Der Kopf spielt eine wiederkehrende Rolle und wird regelmäßig erkennbar oder konzentriert ausgearbeitet, während sich der Körper in abstrakte Volumen, Konstruktionen oder textile Strukturen auflöst. Diese Spannung betont die Kluft zwischen Denken und Fühlen, zwischen Identität und Körperlichkeit, zwischen Kontrolle und Verletzlichkeit.
Van Loon arbeitet langsam und mit großer Aufmerksamkeit. Sein Atelier ist kein Produktionsraum, sondern ein Ort der Forschung, Wiederholung und Reflexion. Arbeiten entstehen über längere Zeit durch einen Prozess des Hinzufügens, Entfernens und Neuinterpretierens. Zufall erhält Raum, wird aber immer wieder hinterfragt und korrigiert.

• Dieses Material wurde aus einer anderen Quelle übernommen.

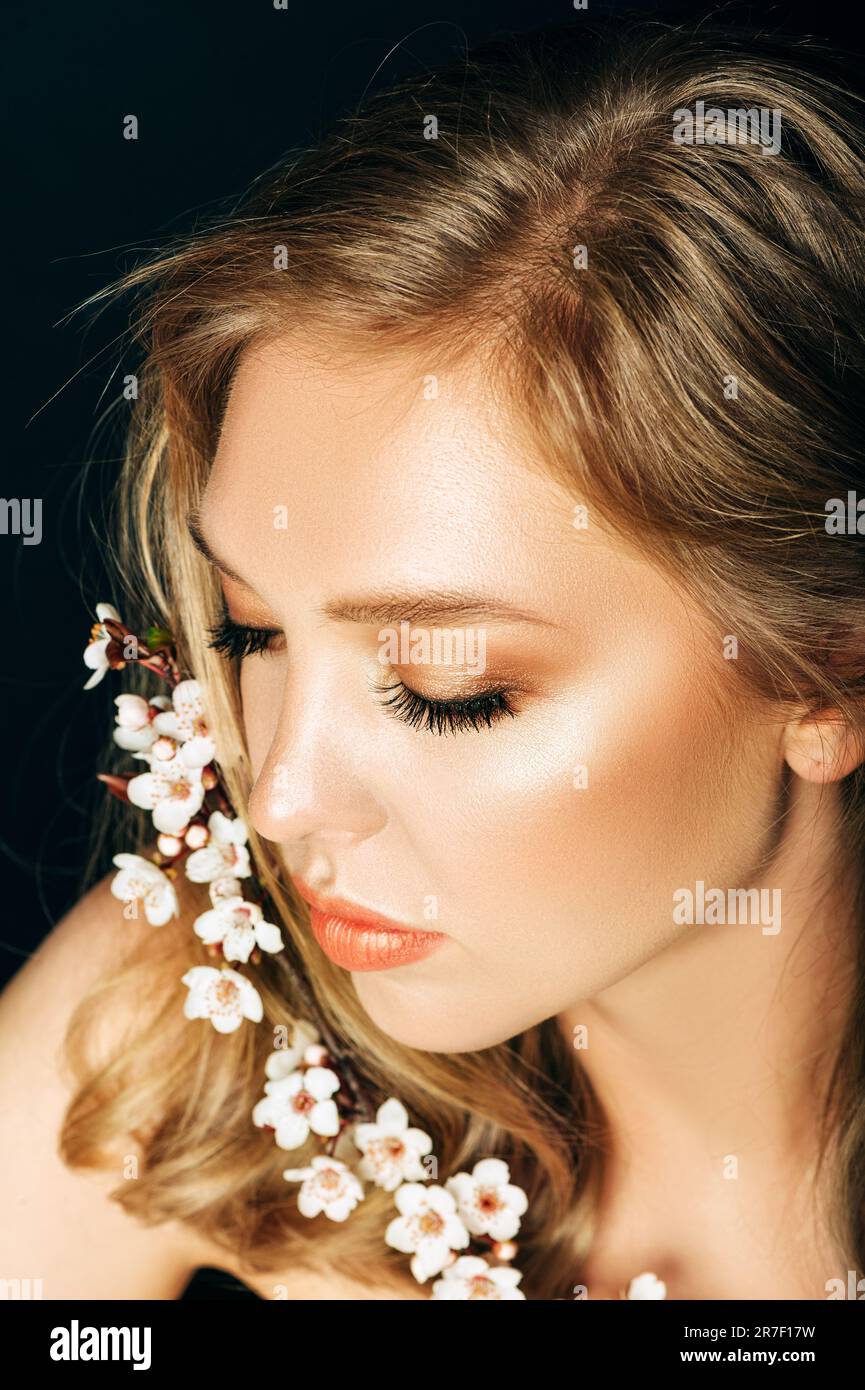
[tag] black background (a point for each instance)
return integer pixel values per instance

Seine Skulpturen sind nicht narrativ, sondern existent. Sie verlangen Ruhe und langanhaltende Beobachtung. In einer Zeit visueller Überfluss wählt Van Loon bewusst Beschränkung, Konzentration und Verlangsamung. Die Werke fungieren nicht nur als Objekte, sondern als körperliche Präsenz im Raum — fast wie stille Körper, oder stille Zeugen.
Entwicklung und Anerkennung
Seit dem Beginn seiner professionellen Praxis erhält Thomas van Loon zunehmende Aufmerksamkeit im zeitgenössischen Kunstkontext. Seine Arbeit wird geschätzt wegen ihrer inhaltlichen Konsistenz, materieller Sensibilität und zeitgenössischer Herangehensweise an skulpturale Form. Kritiker preisen seine Fähigkeit, mit minimalen Mitteln maximale physische und emotionale Intensität hervorzurufen.
Thomas van Loon vertieft seine Praxis weiter rund um die menschliche Figur und die Spannung zwischen Körper, Technologie und innerer Erfahrung. Seine Arbeit bildet eine stille, aber kraftvolle Gegenstimme in der zeitgenössischen bildenden Kunst — eine Einladung zu Aufmerksamkeit, körperlichem Bewusstsein und Verlangsamung.